# Covering for Higher Grade in Civil Service - Union stance



## Josey Wales (22 Feb 2008)

Hi,

There is a situation in a civil service office where a role is being filled by an Executive Officer. It is a highly stressful position too. 

When the EO is not in a Clerical Officer is expected to cover this position. I would like to know does anybody know what the Union (CPSU) position would be on this situation. Does anyone know?

I was under the impression that a CO wouldn't be allowed to cover an EO position. The CO in question is not an acting EO either.

Thanks.


----------



## ajapale (22 Feb 2008)

Why dont you contact the union and ask them?


----------



## Complainer (22 Feb 2008)

Is the cover for the odd day here and there, or for weeks on end?


----------



## Josey Wales (22 Feb 2008)

Because it is Friday night. I will on Monday but I was hoping to get an idea before then.


----------



## Staples (22 Feb 2008)

Josey Wales said:


> Hi,
> 
> There is a situation in a civil service office where a role is being filled by an Executive Officer. It is a highly stressful position too.
> 
> ...


 
A CO can't reasonably be expeced to perform the work of an EO unless agreeing to do so, usually in return for EO pay.

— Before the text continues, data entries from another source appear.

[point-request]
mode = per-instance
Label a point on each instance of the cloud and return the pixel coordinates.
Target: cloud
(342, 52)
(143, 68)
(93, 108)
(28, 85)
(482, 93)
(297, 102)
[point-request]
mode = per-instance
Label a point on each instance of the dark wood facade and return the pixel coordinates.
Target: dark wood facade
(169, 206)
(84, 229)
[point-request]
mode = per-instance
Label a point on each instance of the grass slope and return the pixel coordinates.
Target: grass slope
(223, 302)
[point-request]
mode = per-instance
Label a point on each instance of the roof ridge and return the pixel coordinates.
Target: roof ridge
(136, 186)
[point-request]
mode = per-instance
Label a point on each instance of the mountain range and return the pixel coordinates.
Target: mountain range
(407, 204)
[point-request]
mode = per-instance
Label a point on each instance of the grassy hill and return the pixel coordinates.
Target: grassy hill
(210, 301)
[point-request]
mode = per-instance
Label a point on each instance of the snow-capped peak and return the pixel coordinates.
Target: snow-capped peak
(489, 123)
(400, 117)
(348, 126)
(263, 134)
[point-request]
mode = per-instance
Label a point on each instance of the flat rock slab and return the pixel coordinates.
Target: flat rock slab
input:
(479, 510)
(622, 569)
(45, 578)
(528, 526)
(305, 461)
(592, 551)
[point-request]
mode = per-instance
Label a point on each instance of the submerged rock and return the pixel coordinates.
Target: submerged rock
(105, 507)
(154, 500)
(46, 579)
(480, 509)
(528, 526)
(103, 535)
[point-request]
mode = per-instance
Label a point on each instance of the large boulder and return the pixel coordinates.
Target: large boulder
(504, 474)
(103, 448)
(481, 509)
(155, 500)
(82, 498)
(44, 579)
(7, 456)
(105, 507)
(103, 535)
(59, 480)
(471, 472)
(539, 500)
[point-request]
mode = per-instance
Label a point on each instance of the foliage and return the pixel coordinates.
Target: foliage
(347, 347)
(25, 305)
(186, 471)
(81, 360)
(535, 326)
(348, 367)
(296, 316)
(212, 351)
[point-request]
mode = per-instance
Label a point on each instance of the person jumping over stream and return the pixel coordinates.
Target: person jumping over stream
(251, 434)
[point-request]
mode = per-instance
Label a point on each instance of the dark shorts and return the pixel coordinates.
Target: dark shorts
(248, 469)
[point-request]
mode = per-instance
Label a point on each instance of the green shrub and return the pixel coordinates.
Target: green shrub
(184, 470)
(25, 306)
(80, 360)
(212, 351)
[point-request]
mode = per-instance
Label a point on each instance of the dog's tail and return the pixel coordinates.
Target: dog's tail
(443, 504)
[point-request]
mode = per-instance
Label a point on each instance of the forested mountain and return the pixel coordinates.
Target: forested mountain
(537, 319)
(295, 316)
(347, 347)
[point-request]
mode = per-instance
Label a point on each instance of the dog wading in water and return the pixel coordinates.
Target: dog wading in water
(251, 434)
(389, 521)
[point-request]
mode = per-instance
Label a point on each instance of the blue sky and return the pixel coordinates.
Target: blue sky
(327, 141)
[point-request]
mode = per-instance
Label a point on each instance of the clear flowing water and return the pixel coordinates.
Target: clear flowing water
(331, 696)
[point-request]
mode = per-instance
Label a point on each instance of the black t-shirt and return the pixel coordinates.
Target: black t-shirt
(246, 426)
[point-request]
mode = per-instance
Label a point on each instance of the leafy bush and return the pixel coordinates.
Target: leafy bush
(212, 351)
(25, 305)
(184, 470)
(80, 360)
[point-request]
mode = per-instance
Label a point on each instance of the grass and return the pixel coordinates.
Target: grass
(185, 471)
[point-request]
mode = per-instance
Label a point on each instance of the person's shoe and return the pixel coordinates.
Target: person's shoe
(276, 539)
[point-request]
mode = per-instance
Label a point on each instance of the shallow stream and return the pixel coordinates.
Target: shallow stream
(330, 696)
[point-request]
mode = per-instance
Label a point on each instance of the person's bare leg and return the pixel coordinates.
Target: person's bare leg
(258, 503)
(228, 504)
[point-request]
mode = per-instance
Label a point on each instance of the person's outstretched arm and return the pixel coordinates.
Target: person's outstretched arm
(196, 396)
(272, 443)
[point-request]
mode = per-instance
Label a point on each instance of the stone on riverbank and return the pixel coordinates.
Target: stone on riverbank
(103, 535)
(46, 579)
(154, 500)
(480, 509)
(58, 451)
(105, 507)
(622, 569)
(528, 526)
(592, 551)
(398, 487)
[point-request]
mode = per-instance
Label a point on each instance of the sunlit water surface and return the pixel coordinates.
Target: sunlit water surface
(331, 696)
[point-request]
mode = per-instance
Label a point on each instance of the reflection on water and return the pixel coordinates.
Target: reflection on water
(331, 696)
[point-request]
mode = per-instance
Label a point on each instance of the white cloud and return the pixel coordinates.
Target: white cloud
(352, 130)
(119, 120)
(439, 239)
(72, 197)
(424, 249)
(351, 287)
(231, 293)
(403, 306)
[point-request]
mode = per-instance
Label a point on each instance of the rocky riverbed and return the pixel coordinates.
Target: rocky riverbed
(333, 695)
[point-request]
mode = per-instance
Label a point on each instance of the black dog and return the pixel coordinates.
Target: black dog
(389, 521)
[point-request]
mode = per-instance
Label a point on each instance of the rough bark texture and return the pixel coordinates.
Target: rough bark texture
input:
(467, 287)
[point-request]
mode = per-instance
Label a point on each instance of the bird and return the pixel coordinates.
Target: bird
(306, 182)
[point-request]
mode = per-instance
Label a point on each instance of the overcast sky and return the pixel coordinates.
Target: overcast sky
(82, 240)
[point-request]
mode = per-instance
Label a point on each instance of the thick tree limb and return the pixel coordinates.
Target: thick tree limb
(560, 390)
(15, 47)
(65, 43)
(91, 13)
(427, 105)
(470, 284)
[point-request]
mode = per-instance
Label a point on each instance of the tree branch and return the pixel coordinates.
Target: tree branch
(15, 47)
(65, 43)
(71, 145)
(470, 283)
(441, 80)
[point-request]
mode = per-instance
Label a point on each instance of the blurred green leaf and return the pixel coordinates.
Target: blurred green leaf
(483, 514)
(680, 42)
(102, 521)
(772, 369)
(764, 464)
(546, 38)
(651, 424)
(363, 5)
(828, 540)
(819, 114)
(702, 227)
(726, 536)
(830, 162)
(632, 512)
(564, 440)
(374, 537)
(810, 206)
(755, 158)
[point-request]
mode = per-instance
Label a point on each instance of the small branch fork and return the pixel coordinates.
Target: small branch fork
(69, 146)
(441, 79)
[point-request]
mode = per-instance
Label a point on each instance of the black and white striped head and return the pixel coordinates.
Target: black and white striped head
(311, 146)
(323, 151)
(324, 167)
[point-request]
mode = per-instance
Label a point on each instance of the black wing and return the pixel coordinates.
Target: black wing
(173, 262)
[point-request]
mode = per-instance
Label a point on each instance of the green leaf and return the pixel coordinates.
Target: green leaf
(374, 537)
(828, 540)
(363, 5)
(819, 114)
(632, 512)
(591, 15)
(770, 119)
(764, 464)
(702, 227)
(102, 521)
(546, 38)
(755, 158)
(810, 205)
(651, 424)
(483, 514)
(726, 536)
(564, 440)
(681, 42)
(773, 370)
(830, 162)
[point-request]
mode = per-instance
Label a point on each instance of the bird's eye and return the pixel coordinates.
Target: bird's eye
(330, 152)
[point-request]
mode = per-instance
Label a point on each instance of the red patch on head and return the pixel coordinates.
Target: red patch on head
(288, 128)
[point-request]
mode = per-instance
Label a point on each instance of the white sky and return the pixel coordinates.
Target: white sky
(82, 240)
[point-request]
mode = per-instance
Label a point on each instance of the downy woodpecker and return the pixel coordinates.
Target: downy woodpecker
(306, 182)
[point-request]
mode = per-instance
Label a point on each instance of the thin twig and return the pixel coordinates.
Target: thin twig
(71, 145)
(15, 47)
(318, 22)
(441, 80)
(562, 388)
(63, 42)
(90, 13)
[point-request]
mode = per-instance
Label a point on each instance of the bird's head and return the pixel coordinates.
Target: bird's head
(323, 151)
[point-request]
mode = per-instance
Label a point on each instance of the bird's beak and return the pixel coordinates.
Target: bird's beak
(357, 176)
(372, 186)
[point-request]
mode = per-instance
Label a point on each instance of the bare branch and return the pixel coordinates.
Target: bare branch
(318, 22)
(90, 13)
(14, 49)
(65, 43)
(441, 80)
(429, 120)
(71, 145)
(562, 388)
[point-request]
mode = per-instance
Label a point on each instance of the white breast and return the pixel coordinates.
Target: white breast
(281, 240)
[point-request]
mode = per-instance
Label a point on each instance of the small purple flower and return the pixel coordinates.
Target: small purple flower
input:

Even then, the unions (particularly the PSEU) could reasonably take a stand that because a CO is doing EO work, someone is being denied a promotion.  Unless they're made aware, however, you can't expect them to do much.


----------



## NiallA (23 Feb 2008)

it really is going to depend on the length of time the person is covering for the EO.

in local authorities, you have to be acting continuously for a month to get an acting allowance


----------



## Josey Wales (24 Feb 2008)

Thanks for the replies. 

To answer a question above the cover is for the odd day here and there but when the EO is on holiday the CO has to cover for those weeks. Also the EO filling this position has been changed three times over the past 18 months and the CO has been left to train in the replacement each time. It is a very unfair situation in my opinion. 

I will be able to contact the union tomorrow anyway. Cheers.


----------



## liaconn (25 Feb 2008)

Most people have to cover for their manager on the odd day when s/he's not around and also during holiday time. However,  your friend seems to feel they are doing mostly EO work, in which case a second EO position should be made in the Section and an EO moved in, in my opinion. What did the CPSU say?


----------



## Mpsox (25 Feb 2008)

As someone who works in the private sector, I find it strange that a union would not allow a CO to cover an EO position. Who runs the civil service?
Whilst I am not suggesting that staff should be taken advantage off and if a genuine higher grade position is available, it should be filled, why not look at this as a promotional opportunity and a training opportunity


----------



## Purple (25 Feb 2008)

Mpsox said:


> As someone who works in the private sector, I find it strange that a union would not allow a CO to cover an EO position. Who runs the civil service?
> Whilst I am not suggesting that staff should be taken advantage off and if a genuine higher grade position is available, it should be filled, why not look at this as a promotional opportunity and a training opportunity



I agree but it probably says more about the structures than the people who work within them.


If it's only holiday and short term sick cover I don't think there is an issue. If it's long term then it's unfair.


----------



## Josey Wales (25 Feb 2008)

liaconn said:


> What did the CPSU say?



I rang them but understandably they prefer to talk to the person in question directly. However, they were able to tell me that in a case like this the CO should be granted an acting up allowance for doing the duties of the EO. 

An EO can be expected to do the work of a lower grade but not the other way around without some form of compensation. The CO has a meeting with Personnel so hopefully something can be agreed.


----------



## ajapale (25 Feb 2008)

Please keep the discussion on topic.


----------